2.2.3 Sub-database sub-table

The first problem is that system performance may deteriorate at peak times because of high database load. On the other hand, what if stress crashes your database? In this case, you have to split the system into multiple libraries, deployed on multiple database services, and then serve as the master library to handle the write requests. Each master library then mounts at least one slave library, which hosts the read requests.

2.2.4 Cache Cluster

If you have more and more users, then you can keep adding machines, say at the system level, and you can handle more concurrent requests. Then, if the write concurrency at the database level becomes higher and higher, expand the database server, which can support the expansion of the machine through the partition table. If the read concurrency at the database level becomes higher and higher, expand and add more slave libraries.

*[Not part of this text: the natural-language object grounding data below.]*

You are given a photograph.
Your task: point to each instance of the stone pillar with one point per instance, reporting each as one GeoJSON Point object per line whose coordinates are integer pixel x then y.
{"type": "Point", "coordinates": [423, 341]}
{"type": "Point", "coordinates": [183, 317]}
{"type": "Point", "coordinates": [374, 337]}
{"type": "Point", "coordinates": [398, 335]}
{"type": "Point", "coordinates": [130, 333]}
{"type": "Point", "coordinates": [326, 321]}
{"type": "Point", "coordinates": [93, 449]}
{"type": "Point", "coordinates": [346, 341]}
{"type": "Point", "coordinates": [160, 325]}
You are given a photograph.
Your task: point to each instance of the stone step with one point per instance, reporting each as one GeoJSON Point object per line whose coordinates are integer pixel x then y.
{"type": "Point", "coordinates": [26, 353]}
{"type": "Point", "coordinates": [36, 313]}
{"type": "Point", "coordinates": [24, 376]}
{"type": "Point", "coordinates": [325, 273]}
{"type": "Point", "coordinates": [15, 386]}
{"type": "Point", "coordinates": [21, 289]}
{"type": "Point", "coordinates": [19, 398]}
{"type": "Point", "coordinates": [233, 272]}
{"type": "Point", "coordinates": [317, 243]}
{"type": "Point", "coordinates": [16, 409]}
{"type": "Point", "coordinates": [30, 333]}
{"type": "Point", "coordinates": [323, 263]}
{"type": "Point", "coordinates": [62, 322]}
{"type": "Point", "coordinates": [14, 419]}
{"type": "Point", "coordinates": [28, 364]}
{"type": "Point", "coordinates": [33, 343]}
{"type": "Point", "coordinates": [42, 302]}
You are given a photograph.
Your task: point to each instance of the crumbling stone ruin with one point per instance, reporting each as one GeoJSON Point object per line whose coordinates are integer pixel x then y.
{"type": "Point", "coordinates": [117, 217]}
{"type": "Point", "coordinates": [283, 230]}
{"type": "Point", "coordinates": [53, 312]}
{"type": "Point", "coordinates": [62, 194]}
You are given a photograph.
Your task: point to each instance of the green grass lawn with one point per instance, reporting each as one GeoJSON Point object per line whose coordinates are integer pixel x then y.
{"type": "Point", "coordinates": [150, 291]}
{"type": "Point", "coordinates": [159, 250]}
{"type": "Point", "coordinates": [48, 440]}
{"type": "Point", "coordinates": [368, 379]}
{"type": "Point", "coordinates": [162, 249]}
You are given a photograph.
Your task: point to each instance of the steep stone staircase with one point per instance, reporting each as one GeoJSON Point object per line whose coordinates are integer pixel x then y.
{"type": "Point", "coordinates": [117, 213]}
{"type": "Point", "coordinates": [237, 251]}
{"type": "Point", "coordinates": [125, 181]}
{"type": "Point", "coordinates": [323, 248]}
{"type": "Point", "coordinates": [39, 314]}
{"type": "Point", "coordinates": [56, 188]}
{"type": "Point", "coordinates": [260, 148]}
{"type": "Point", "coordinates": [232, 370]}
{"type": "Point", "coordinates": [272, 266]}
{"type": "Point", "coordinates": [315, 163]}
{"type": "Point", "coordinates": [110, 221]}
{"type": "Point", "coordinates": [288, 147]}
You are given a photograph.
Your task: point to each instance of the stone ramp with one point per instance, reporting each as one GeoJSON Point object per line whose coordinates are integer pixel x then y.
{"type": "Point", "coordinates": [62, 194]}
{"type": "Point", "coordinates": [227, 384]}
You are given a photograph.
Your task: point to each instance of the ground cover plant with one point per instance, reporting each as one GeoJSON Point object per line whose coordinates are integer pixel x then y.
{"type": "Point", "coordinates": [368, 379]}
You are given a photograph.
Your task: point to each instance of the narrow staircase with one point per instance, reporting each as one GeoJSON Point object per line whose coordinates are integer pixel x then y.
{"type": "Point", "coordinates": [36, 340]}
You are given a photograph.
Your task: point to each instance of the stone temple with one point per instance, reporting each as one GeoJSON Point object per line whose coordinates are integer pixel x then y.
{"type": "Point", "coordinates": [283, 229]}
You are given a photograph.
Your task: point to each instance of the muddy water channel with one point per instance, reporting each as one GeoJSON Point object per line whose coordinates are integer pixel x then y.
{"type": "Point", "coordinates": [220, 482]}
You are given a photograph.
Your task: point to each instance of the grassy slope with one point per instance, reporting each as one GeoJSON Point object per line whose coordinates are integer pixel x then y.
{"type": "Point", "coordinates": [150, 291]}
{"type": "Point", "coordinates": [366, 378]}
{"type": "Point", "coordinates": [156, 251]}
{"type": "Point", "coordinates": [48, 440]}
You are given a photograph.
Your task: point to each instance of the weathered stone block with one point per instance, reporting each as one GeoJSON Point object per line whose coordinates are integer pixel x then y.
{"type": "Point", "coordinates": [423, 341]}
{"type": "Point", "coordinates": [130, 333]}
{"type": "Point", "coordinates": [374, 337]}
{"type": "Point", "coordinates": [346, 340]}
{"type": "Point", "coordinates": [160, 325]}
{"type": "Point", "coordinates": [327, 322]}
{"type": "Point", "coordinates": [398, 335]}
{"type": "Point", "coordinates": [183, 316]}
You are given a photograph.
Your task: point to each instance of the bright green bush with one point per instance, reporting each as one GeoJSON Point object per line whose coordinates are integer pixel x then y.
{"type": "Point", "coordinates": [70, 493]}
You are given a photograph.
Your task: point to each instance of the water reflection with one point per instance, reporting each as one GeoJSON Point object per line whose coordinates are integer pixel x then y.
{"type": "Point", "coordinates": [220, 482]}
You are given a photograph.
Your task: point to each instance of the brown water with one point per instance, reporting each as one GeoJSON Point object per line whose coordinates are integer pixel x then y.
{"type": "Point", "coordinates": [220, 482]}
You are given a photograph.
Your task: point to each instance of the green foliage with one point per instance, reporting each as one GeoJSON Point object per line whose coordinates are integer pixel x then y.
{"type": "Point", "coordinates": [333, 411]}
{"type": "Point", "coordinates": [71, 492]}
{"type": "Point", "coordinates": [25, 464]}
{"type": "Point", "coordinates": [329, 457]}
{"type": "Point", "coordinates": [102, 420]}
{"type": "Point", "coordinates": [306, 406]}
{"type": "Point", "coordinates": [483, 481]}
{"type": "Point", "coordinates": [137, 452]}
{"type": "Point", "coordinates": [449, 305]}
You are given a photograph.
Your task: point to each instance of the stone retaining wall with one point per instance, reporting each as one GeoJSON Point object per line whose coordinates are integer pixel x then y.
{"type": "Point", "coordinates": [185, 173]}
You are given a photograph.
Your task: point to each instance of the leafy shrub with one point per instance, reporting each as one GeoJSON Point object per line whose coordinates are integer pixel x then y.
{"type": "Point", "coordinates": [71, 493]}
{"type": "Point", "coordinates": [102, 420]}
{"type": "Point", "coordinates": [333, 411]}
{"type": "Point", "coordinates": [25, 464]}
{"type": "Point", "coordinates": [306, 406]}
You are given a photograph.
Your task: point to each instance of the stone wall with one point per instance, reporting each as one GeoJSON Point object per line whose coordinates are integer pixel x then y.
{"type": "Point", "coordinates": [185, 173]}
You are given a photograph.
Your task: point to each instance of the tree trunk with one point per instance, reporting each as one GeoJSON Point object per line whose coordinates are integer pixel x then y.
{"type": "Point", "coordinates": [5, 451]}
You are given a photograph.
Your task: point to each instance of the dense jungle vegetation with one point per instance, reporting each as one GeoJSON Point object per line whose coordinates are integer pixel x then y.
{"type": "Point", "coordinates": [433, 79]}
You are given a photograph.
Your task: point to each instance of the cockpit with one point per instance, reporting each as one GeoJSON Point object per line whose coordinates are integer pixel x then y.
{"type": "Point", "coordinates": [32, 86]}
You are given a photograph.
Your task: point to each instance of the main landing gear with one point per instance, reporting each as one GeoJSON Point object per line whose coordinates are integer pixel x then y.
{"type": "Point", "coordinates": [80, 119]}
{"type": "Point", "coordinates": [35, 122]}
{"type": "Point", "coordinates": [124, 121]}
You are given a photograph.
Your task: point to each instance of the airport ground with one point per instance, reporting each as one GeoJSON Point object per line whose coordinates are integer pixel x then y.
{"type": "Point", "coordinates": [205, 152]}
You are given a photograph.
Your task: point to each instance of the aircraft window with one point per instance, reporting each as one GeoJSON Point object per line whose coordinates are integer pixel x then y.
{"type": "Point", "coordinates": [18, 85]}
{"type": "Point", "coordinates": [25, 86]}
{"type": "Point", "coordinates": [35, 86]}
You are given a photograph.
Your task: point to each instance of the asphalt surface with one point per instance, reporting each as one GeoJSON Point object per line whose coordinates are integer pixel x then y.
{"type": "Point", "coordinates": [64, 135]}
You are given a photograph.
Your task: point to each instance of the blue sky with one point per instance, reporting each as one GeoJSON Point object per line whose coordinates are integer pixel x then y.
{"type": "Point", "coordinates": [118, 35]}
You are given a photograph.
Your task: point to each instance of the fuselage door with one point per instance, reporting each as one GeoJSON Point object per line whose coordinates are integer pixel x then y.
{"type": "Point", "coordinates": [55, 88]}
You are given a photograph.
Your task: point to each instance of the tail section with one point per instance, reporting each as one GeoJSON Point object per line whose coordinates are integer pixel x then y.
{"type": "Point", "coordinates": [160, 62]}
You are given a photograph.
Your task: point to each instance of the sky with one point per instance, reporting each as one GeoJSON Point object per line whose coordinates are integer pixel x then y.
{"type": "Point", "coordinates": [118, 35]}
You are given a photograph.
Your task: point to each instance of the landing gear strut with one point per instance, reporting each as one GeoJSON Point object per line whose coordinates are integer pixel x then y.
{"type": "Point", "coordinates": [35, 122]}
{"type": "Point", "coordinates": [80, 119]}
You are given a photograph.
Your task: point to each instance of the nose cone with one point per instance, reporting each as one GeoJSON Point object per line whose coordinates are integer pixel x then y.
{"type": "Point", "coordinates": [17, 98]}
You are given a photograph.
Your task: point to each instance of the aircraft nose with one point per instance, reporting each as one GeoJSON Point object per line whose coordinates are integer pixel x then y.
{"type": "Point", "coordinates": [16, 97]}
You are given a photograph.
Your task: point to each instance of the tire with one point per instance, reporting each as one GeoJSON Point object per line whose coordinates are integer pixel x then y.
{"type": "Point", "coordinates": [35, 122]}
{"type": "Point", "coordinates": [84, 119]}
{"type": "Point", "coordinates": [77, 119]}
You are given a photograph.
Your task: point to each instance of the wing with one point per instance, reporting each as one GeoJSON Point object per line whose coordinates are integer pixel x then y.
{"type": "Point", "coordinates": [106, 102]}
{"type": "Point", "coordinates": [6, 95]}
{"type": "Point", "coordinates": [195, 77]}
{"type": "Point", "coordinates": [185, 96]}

However, there is a big problem: the database itself is not used to carry high concurrency requests, so generally speaking, the database single machine carries concurrency in thousands of orders of magnitude per second, and the database using machines are relatively high configuration, relatively expensive machines, high cost. If you simply keep adding machines, that’s not true. Caching is a common part of high concurrency architectures, and caching systems are designed to accommodate high concurrency. Therefore, the concurrency of a single machine is in the tens of thousands per second, or even hundreds of thousands per second. The carrying capacity of high concurrency is one or two orders of magnitude higher than that of a database system. So you can introduce a cache cluster based on the business nature of the system for those requests that are written less and read more. Specifically, you write a copy of data to the cache cluster while writing to the database, and then use the cache cluster to handle most of the read requests. This way, by caching the cluster, higher concurrency can be carried with fewer machine resources.

Conclusion A complete and complex architecture of highly concurrent systems must contain a variety of complex self-developed infrastructure systems. All kinds of sophisticated architectural design. So a short article is at best a primer, but that’s about the idea of database optimization.